Against the Gamecocks she made just 2 of 18 shots. She missed her last 10 attempts and her frustration mounted so much that UD coach Shauna Greene brought her to the bench for the last 12 minutes of the game.
“Those shots were shots she makes a lot of the time, but they just weren’t going in,”” Green said. “I was just hoping one would finally go in so some confidence would come and she could keep going.”
Scaife though wasn’t alone in her shooting woes.
Erin Whalen, a Vanderbilt transfer, and freshman Mariah Perez both went 0 for 8. Kyla Whitehead was 1 for 6 and Bradshaw missed all four of her shots.
For the game, UD shot 22.2 percent (16 of 72) and had a span of 9 minutes, 20 seconds stretching through the first and second quarters where it didn’t score a field goal and missed 13 shots.
“It was the oddest thing,” said diminutive senior guard Shakeela Fowler. “The shoot-around and warmups were really good for us. Everybody was feeling it. We were making shots.
“But soon as the tick came, the total opposite happened. It was crazy. Sometimes there’s nothing you can do but shoot and hope.
When things were going the worst for the Flyers, Fowler was a bright spot.
She’s listed at an overblown 5-foot-6, but admits she’s just 5-2. That makes her the third smallest Flyers player in history and yet, one of the gutsiest.
Wednesday night she continually tried to drive into and through the taller South Carolina players. She took charges, dove on the floor for loose balls and provided some of the only backbone for her crumbling team.
“South Carolina is a really good team, but we’re Dayton and we’re known for being tough. Nothing fazes us,” she said. “I wanted to be that example for my teammates. I was not gonna quit, so none of us should bow down. None of us should lay down and roll over for them.”
Fowler finished with 11 points.
UD’s one standout Wednesday night was Jenna Giacone, who came off the bench, made 4 of 6 three pointers and finished with a career-high 18 points.
For Bradshaw – who had played with Harris and Herbert Harrigan, also freshmen on than national championship team – she said there was no sense of nostalgia, no thought of “what-if“ when it came the Gamecocks.
“I tried to treat it as just another game,” she said. “I tried not to think about it. I tried to block it out.”
She had gone to South Carolina out of Tabor Academy south of Boston – where she was rated the No. 32 recruit in the class of 2016 by ESPN’s HoopGurlz – because “it was a good program with a Hall of Fame coach who was a point guard, my position, and their fan base is great. All of that were factors.”,
After her freshman year, there were two other returnees at her position and a Penn State transfer.

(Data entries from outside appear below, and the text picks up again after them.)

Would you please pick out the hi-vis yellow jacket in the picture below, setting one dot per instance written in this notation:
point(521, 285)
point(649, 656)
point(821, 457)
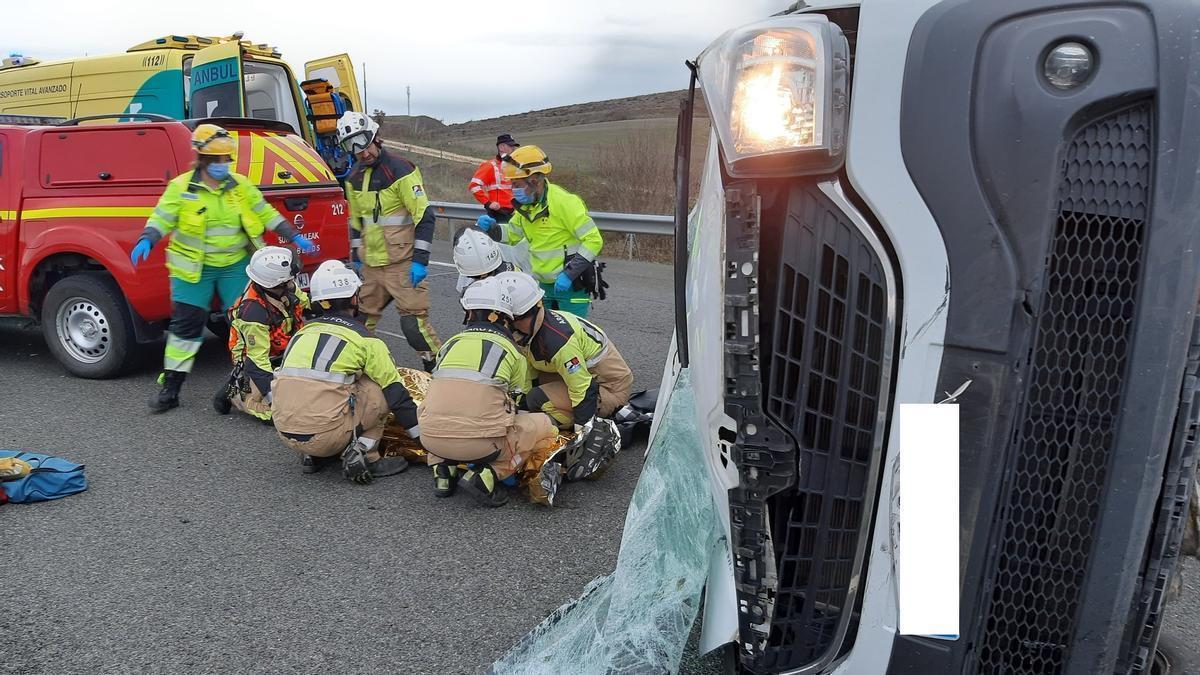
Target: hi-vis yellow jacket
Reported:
point(556, 227)
point(390, 214)
point(210, 226)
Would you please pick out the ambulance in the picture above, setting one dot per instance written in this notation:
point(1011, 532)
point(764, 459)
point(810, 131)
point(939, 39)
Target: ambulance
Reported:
point(190, 76)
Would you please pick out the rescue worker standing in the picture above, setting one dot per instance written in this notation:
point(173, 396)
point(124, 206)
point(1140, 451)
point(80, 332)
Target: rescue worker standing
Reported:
point(490, 186)
point(337, 383)
point(582, 377)
point(563, 239)
point(471, 412)
point(215, 217)
point(391, 227)
point(261, 326)
point(478, 257)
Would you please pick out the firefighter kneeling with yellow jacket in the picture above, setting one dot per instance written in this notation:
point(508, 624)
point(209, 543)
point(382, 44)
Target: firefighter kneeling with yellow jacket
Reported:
point(471, 413)
point(337, 383)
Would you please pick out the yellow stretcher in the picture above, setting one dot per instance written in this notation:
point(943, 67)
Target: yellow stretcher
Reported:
point(538, 478)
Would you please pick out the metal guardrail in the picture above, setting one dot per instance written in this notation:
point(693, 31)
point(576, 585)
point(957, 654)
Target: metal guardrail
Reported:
point(625, 223)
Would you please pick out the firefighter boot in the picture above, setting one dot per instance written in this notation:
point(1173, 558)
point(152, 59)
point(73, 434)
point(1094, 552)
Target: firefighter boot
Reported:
point(221, 401)
point(168, 396)
point(484, 485)
point(445, 479)
point(354, 464)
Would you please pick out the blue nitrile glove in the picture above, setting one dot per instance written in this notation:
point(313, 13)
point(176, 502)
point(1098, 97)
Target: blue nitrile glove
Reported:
point(306, 246)
point(563, 284)
point(418, 273)
point(141, 251)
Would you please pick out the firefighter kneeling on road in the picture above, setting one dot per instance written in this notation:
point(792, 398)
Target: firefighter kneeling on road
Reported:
point(582, 377)
point(563, 239)
point(393, 228)
point(471, 412)
point(261, 326)
point(214, 217)
point(337, 383)
point(478, 256)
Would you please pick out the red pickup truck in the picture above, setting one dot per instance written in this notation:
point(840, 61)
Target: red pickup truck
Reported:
point(75, 197)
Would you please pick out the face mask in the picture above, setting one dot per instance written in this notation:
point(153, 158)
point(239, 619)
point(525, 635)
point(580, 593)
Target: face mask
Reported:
point(522, 195)
point(219, 171)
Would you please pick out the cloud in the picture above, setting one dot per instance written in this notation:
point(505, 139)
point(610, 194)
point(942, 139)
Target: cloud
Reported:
point(462, 59)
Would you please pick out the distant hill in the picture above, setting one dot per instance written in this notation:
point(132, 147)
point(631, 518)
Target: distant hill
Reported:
point(649, 106)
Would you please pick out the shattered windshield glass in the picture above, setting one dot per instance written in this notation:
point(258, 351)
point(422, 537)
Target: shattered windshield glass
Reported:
point(639, 617)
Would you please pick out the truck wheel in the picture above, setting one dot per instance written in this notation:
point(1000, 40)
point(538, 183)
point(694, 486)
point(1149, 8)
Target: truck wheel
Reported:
point(88, 326)
point(1175, 657)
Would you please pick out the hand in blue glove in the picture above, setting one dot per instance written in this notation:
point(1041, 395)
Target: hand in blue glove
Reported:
point(141, 251)
point(418, 273)
point(306, 246)
point(563, 284)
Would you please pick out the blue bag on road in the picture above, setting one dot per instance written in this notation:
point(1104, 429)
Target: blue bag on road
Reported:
point(49, 478)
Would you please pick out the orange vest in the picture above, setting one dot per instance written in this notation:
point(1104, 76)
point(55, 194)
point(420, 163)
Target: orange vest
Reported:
point(280, 336)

“She won a national championship as a freshman,” Staley sad. “But AB was looking for more of an opportunity to play and she found herself a place that could give her a bigger role and she’s done well.”
Bradshaw is getting a degree in civil engineering at UD.
“There were a lot of reasons I left,” Bradshaw said. “I just wanted a change and wanted to be challenged in different ways, including in school. I just wanted to be a better overall person.
“And I realized you don’t have to be in a Power 5 conference to be pushed.
“Here I was going to be around people who wanted to see me get better and believed in me. And in the process I believed in myself.”
She drew on that confidence as he reflected on Wednesday’s crushing loss.
“I don’t think there are many pieces to pick up,” she said. “We just have to continue to remember this is just the start of a long season. This is just game 3 and we’ll be a lot better in March than we are now.”
In other words, the past won’t matter.